# Cauchy–Goursat theorem for absolute value of $\log$

Suppose $D$ is a simple closed curve, and $z_0$ is away from $\partial D$. Can I apply the Cauchy–Goursat theorem and say that

$$\oint_{\partial D} \log|z_0 - z| \, dz = 0 \ ?$$

I think that I can. $\log$ is analytic away from its singularity, so I believe the criteria for Cauchy–Goursat should be satisfied. I suspect there may be some issue with choice of a branch cut, but I think that that can be solved just by choosing an appropriate cut.

• Is $z_0$ inside or outside $D$? – Chappers Jun 12 '17 at 15:38
• @Chappers outside – Alex Jun 12 '17 at 15:43

No, this is true for a circle by direct calculation, but not for a more general shape: for example, take $z_0=0$ (so the integrand is $\log{\lvert z \rvert}$), and $D$ as the interior of the region $0<\arg{z}<\theta$, $a<\lvert z \rvert <b$ (i.e. a sector of an annulus centred at $z=0$). Then if $z=re^{it}$, the boundary is composed of the sections $$a<r<b, t=0, \\ r=b, 0<t<\theta, \\ a<r<b, t=\theta, \\ r=a, 0<t<\theta,$$ with anticlockwise orientation. Thus, substituting into the integral gives \begin{align} I &= \int_a^b (\log{r}) \, dr + \int_0^{\theta} (\log{b}) \, ibe^{it} \, dt + \int_b^a (\log{r}) \, e^{i\theta} \, dr + \int_{\theta}^0 (\log{a}) \, iae^{it} \, dt \\ &= (1-e^{i\theta})(b\log{b}-a\log{a}-b+a) + (b\log{b}-a\log{a})(e^{i\theta}-1) \\ &= (a-b)(1-e^{i\theta}), \end{align} which is not zero unless $\theta=0$ or $a=b$.

The problem is that $\log{\vert z_0-z \rvert}$ is the real part of a holomorphic function, namely $\log{(z_0-z)}$, and is therefore not holomorphic itself (it is real-valued, so cannot preserve angles, for example). It is true that $$0=\int_{\partial D} \log{(z_0-z)} \, dz=\int_{\partial D} \big( \log{\vert z_0-z \rvert} + i\arg{(z_0-z)} \big)\, dz,$$ but because, to put it crudely, $dz$ is complex, the real and imaginary parts of the integrand cannot be separated so that their individual contributions give zero: the complex path mixes them up.
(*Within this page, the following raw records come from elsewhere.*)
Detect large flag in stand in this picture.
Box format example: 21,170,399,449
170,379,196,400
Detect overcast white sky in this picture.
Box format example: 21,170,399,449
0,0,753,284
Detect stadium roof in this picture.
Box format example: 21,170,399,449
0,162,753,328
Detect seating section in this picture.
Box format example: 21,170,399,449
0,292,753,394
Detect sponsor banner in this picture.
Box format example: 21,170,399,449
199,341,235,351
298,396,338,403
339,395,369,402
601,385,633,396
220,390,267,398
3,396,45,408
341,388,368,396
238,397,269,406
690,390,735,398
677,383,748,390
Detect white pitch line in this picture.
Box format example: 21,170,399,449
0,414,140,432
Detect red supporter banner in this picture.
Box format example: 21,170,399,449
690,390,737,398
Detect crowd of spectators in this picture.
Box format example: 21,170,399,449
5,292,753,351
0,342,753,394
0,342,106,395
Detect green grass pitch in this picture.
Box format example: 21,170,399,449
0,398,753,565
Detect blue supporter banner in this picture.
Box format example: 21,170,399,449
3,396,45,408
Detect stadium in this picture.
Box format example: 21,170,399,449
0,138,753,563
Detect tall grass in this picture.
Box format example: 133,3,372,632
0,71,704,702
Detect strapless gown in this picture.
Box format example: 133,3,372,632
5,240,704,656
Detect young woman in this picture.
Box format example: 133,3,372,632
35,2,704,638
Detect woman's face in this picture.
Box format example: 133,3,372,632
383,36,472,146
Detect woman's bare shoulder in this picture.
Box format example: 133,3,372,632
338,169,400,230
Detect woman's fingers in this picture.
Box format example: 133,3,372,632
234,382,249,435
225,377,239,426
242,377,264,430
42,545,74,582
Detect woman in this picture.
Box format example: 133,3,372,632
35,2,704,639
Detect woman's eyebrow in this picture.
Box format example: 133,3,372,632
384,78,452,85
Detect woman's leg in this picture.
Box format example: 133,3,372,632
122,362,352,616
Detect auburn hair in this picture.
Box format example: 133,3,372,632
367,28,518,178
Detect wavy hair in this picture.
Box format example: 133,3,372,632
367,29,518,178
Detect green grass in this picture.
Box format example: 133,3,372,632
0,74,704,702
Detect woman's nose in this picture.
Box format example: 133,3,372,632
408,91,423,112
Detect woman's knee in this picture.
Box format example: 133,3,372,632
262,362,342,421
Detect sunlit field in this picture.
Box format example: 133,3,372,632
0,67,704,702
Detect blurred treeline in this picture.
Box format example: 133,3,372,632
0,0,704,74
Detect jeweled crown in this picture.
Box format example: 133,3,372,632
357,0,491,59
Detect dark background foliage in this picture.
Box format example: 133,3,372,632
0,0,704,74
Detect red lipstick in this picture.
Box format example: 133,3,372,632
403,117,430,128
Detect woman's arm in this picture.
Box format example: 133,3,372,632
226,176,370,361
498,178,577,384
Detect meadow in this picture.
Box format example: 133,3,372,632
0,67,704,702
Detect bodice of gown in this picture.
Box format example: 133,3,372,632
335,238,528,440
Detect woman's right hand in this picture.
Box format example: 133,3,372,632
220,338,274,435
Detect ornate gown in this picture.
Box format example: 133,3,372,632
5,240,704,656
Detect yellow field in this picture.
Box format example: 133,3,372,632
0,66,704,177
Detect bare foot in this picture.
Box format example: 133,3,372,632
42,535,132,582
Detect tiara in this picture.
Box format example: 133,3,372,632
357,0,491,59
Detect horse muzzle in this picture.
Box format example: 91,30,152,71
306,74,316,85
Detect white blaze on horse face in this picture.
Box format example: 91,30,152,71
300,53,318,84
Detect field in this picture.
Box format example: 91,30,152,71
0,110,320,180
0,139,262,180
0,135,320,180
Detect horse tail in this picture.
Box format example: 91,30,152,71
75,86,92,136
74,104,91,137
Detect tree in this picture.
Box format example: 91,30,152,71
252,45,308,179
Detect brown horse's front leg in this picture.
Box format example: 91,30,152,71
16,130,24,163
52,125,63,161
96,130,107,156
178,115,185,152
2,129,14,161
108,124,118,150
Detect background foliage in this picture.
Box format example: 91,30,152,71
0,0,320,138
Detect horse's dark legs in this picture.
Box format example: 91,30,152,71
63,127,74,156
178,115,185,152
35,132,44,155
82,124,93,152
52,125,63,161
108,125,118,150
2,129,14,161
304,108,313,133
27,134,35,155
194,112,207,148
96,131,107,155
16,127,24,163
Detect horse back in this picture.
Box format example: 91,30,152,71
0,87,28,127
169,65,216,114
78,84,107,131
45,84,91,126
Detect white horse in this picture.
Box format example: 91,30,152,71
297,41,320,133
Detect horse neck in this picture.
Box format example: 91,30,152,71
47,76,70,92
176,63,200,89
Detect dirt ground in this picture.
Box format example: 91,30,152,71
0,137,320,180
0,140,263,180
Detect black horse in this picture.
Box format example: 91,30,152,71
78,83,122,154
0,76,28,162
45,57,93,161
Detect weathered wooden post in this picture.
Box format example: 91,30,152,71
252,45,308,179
All you can have from Cauchy's theorem is $$\int_{\partial D} \log{\vert z_0-z \rvert} \, dz = -i\int_{\partial D} \arg{(z_0-z)} \, dz.$$

No. $\log z$ is analytic (outside a branch cut), but $\log|z|$ is most certainly not.

(It is possible to apply Cauchy's integral formula, but you need to do some legwork first, it's not immediate.)

• Why is $\log|z|$ not analytic away from its singularity? $\frac{d}{dz} \log|z| = \frac{1}{z}$, no? – Alex Jun 12 '17 at 16:23
• No, for example $\log |z|$ is real valued. – mrf Jun 12 '17 at 17:04

You can. You only have to worry about branch cuts if you are dealing with the log of a complex argument (note that $|z - z_0|$ is real). In the former case we have $\log z = \log |z| + \arg z$ from the polar form of the complex number and the only multivalued part comes from the argument function.

Fun fact: you can actually use the integral of $1/z$, defined as $\log z$ as the basis for proving the Cauchy and residue theorems and formulating the usual theory of complex integration. See Ahlfors' classic book for the details.